First off: don’t sub-contract. That’s the approach that works until one loves coding so much that the work is more important than the income.

If you ignore “don’t sub-contract” then make sure every single minute gets onto the bill: phone calls, botched Skype calls, emails, teary text messages, code review, testing, dead-ends-- the works. Only agree a to cap of hours if it comes with the understanding that you put down your tools when the cap is hit. I have had people drive past the limit and expect me to keep going because the work is not yet done. It’s a business, not a charity. Either you are paying for your work, or your client is.

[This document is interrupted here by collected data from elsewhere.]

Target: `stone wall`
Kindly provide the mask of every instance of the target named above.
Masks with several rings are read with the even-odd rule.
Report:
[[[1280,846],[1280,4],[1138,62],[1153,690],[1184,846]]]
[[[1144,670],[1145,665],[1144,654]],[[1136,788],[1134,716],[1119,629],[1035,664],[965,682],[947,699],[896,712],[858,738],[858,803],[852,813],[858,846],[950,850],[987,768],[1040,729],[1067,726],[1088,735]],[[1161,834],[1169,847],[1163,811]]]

Second: don’t act like a sub-contractor. Act like a specialist. Have you gone into the doctor’s office to have something looked at? If they can’t lance it, they will likely send you to a specialist. That specialist will earn more than the GP-- that’s for sure. Do exactly the same thing: get it, do your work as quickly as possible, then get out. An accountant friend explained to me what happened when accountants swapped over to using computers. Their workload halved. Their speed of delivery more than doubled. In response, they looked at the speed of delivery improvements and they upped their rates. The client wants sometime fast so that it can begin returning on its investment as soon as possible. A specialist can get in and get out in record time.

In following the specialist approach: specialize. Find a narrow skill-set niche and totally dominate it. In the 1990s, I tripped into being the financial services website guy and knocked off a lot of financial services sites. As of late, I have been tapped to deploy e-commerce (Ubercart and Drupal Commerce) into Drupal sites. I rock at deploying Drupal into very non-Drupal like situations. A secondary specialty is my ability to be make child themes in WordPress that have expanded PHP code meant to deliver the client goals better than an out-of-the-box solution. As one does more in a specialty area, one will get better. One will dominate their niche. They could even move from doing to teaching to build street cred as an expert.

Best of all, the sub-contractor eroded rate gets replaced with a premium rate that is above the established baseline. If you get really good at something, you can jump in, do a quick, flawless implementation and jump out again. The angst and false starts will not be a part of what the client experiences and it leaves you free to engage other clients buoyed by word of mouth and examples of your work history.